3. Se dos atos referidos no número um resultarem danos para as infraestruturas desportivas que ponham em causa as condições de segurança, o recinto desportivo permanece interdito pelo período necessário à reposição das mesmas.
Artigo 188.º
Arremesso perigoso de objetos sem reflexo no jogo
1. O Clube cujos sócios ou simpatizantes arremessem para dentro do terreno de jogo objetos, líquidos ou quaisquer outros materiais que pela sua natureza sejam idóneos a provocar lesão de especial gravidade aos elementos da equipa de arbitragem, elementos das forças de segurança em serviço, delegados e observadores da FPF, dirigentes, jogadores, treinadores e demais agentes desportivos ou qualquer pessoa autorizada por lei ou regulamento a permanecer no terreno de jogo, sem que tal dê causa ou perturbe o início, reinício ou realização do jogo, é sancionado com a sanção de multa a fixar entre 10 e 20 UC.
2. Nos casos de reincidência o limite mínimo e máximo das sanções são elevados ao dobro. Artigo 189.º Limites objetivos da sanção de multa Os limites das sanções de multa previstos nesta secção são os que resultam da aplicação do artigo 109.º.), era indispensável que a acusação provasse que o demandado não tinha vigiado convenientemente a entrada dos seus adeptos no seu estádio ou que os autores dos factos puníveis tinham sido, efectivamente, seus adeptos.
O que evidencia que a questão que aqui se coloca tem relevante importância jurídica uma vez que é decisivo saber, se nas circunstâncias dos autos, recai sobre a acusação o ónus de provar o que o Acórdão recorrido considerou indispensável sob pena de absolvição do Clube acusado. Se assim for, isto é, se for indispensável fazer a prova exigida por aquele Acórdão a conclusão a retirar é que os transcritos normativos terão uma diminuta aplicação visto ser muito difícil fazer essa prova. O que vale por dizer que a aplicação do disposto nos art.º 186 e 187 do RD da FPF, que a Recorrente considera importante para assegurar a ordem nos desafios de futebol, será residual.

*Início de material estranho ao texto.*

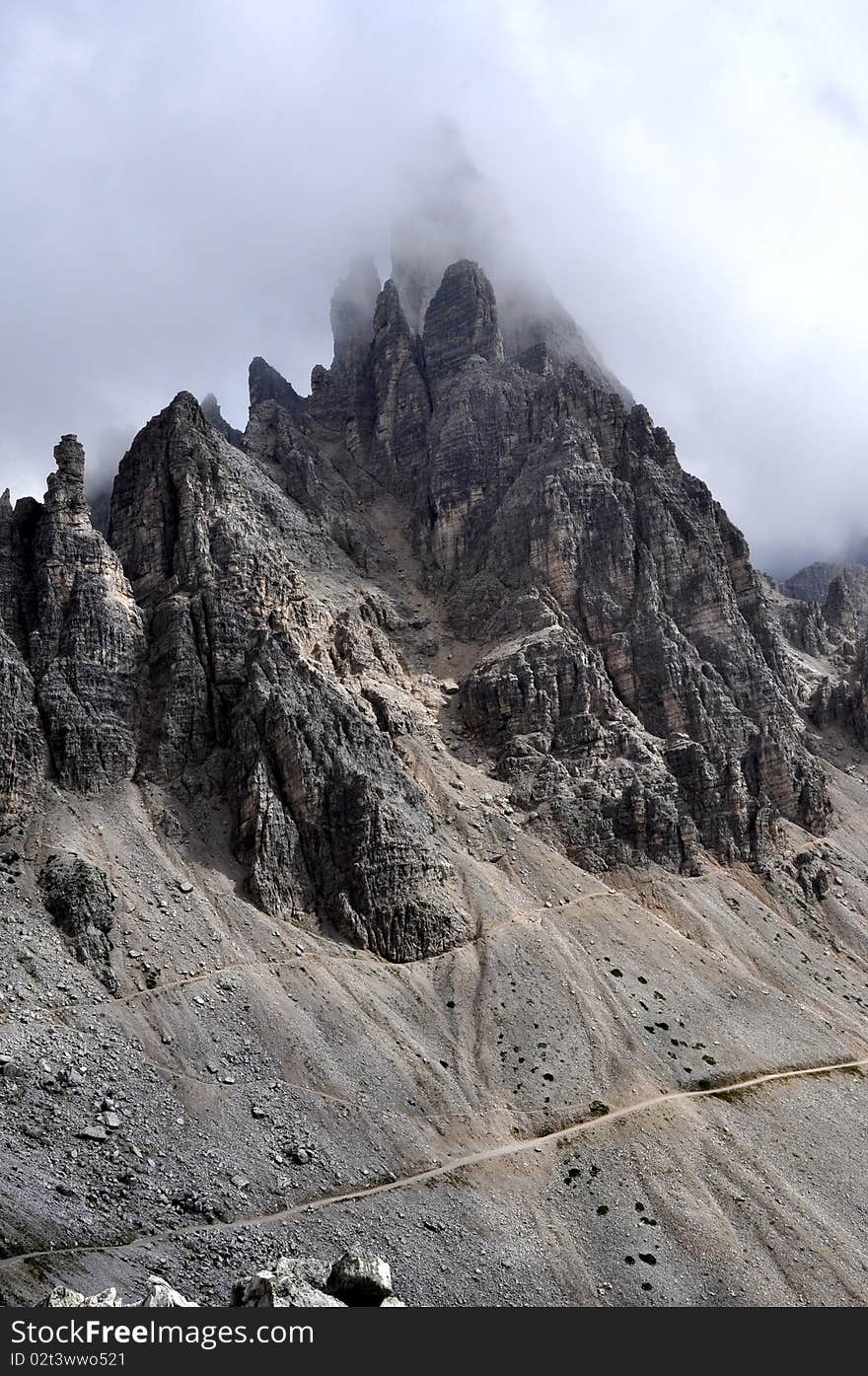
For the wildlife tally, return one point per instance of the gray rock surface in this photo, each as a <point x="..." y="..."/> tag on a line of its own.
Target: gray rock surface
<point x="452" y="666"/>
<point x="361" y="1277"/>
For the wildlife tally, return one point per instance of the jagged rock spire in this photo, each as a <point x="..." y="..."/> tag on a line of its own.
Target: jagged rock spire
<point x="461" y="321"/>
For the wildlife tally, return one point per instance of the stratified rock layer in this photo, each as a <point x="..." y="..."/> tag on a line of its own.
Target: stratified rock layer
<point x="244" y="637"/>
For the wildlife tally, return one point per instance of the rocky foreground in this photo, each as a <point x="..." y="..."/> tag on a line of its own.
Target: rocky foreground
<point x="407" y="775"/>
<point x="356" y="1278"/>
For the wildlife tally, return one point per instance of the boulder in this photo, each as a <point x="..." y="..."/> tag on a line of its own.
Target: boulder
<point x="361" y="1278"/>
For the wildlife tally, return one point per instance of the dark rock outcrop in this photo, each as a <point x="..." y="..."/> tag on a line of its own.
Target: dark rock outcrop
<point x="623" y="668"/>
<point x="79" y="899"/>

Por ser assim, é importante saber se o Acórdão fez correcto julgamento quando considerou que a responsabilidade prevista nos apontados preceitos não é objectiva visto se fundar na culpa e na ilicitude, questão cuja relevância jurídica é suficiente para justificar a admissão da revista.

Decisão.
Termos em que se admite o recurso.
Sem custas.
Lisboa, 12 de Abril de 2018. – Costa Reis (relator) – Madeira dos Santos – Teresa de Sousa.